Last week we went to the Strata + Hadoop World 2012 conference in New York. The conference is for everything around Big Data: cutting edge technologies, data scientists, business intelligence and so on. The conference itself is also pretty big: around 3500 participants, seven tracks, countless sponsors and lot of coffee.
Not even a full month after the Strata Conference in London, the conference in N.Y. made even clearer some of the trending topics in the Big Data world, such as the trend to go from batch-processing to interactive analysis. In the following review I will share some of my learnings at the conference from a technological perspective.
From Batch Processing to Ad Hoc Analysis
There are multiple solutions popping up that allow ad hoc analysis of data almost instantly instead of doing batch-processing via mapreduce.
Cloudera revealed Impala which allows ad hoc analysis of data and is around 4-30 times faster than Hive over mapreduce. It looks a lot like Apache Drill, but it is much further developed, according to Henry Robinson.

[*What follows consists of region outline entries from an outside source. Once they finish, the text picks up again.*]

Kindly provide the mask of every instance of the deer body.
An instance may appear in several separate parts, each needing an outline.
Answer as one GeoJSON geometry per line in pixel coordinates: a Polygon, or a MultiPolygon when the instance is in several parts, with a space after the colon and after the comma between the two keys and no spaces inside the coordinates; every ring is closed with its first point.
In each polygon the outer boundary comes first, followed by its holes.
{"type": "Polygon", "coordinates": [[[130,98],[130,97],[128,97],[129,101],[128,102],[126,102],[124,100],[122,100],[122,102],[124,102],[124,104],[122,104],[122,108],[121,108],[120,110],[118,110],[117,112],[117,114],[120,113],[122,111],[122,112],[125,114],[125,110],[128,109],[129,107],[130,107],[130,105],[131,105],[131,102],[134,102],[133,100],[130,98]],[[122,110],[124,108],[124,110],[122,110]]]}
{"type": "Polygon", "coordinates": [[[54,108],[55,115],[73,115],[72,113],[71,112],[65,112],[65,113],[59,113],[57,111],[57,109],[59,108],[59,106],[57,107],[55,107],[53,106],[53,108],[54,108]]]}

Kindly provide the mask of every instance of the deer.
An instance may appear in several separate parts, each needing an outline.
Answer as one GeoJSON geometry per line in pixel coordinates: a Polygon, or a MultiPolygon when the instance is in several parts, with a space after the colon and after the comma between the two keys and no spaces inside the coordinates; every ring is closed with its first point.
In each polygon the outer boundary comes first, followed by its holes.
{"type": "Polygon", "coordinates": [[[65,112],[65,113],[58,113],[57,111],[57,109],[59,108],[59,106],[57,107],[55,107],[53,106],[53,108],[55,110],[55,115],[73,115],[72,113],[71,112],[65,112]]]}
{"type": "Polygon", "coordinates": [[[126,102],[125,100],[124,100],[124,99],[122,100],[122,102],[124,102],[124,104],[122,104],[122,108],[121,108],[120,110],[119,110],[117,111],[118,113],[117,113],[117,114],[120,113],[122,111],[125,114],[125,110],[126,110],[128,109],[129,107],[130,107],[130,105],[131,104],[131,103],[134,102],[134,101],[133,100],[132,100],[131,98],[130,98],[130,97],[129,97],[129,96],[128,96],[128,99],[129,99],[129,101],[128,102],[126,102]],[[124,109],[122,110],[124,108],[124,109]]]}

Another tool that stands somewhere between mapreduce and ad hoc analysis is Akamais Trecul, which has it’s own expression language like Pig, but tries to outperform Hive for many cases in ad hoc analysis. Unlike Hive, Trecul’s code gets compiled and is implemented in C++ and as such, it is also a lot faster, especially for complex queries.
New NoSQL Stores
There are some cases where Hadoop just doesn’t fit well. Metamarkets, for example, just opensourced Druid, which is an distributed in-memory datastore for realtime analytics. If you need web-suitable queries on large data-volumes where horizontal scaling is desired, this store is for you.

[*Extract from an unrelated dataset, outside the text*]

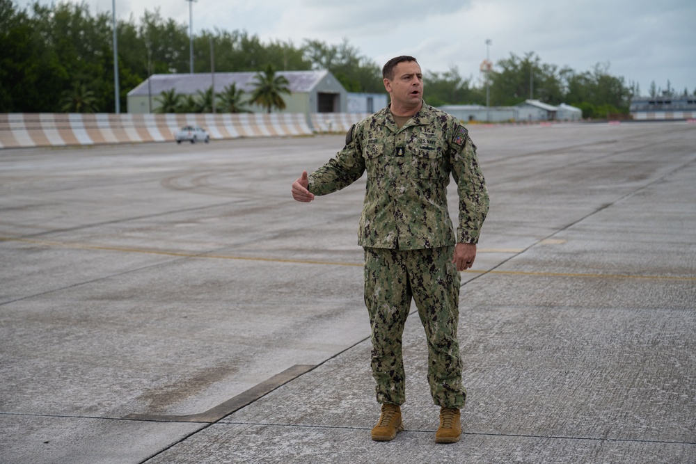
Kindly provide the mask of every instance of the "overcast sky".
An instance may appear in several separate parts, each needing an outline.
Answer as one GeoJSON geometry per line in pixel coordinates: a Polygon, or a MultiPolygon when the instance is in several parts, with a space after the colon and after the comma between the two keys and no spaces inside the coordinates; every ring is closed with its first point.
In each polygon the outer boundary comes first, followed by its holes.
{"type": "MultiPolygon", "coordinates": [[[[53,0],[39,0],[50,4],[53,0]]],[[[66,0],[62,0],[65,1],[66,0]]],[[[113,0],[70,0],[111,13],[113,0]]],[[[33,0],[14,0],[20,8],[33,0]]],[[[189,24],[187,0],[115,0],[116,16],[139,22],[145,10],[189,24]]],[[[194,34],[245,30],[264,42],[304,39],[350,45],[381,66],[393,56],[418,58],[424,71],[478,79],[490,39],[493,63],[534,52],[541,63],[577,72],[597,63],[636,82],[696,90],[694,0],[197,0],[194,34]]],[[[426,83],[427,84],[427,83],[426,83]]],[[[426,89],[427,90],[427,89],[426,89]]]]}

Another interesting concept is the Datomic database, which has two main goals: consistency and time-based facts. It achieves these goals by storing data in an immutable fashion. This model allows some exciting features such as ACID-transactions and easy caching while being elastic scalable. Unfortunately the database isn’t open source, however a free edition is available for development and production.

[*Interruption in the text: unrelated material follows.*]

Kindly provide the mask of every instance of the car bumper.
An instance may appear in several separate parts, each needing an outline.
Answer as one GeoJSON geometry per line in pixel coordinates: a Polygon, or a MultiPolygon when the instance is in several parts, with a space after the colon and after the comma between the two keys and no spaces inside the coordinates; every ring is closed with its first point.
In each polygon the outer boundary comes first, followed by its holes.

New Kinds of Batch Processing
I am happy to see that Hadoop’s YARN is starting to be adopted. Cloudera gave a presentation where they implemented a new paradigm, the so called Iterative Reduce on top of YARN. However they stated that the documentation of YARN is still lacking and it is pretty hard to write applications on top of YARN, as they needed at least 1000 LOC just to deal with it. We’ll see how this will evolve in the future.
Distributed Graphs Analytics
Graphs play an important role today, as they are omnipresent and are essential to Data Mining and Machine Learning. Yet it is pretty hard to do distributed graph analytics. Intel will opensource their GraphBuilder, which allows you to construct large-scale graphs on top of Hadoop and process them with GraphLab, a distributed computation framework for Data Mining and Machine Learning.
HBase going Enterprise
HBase 0.96 will include a lot of enterprise-ready features (some of the features are also available in 0.94 and even 0.92). Just to name a few:
- Failure detection and recovery in seconds, it’s even possibile to do writes during recovery
- New metrics available, such as per Column Family, per Region metrics and more
- Wire Compatibilty and Online Schema Change (experimental!) allow you to reduce planned downtimes
- Master-Master Replication
- Table Snapshots
- User Authentication and Authorisation
At the Strata + Hadoop World Conference N.Y. there were so many tracks, so many talks, so many people and so many companies. It is just amazing to see how the Big Data World evolves. It looks like a bright future and the right way to continue working in the Big Data field.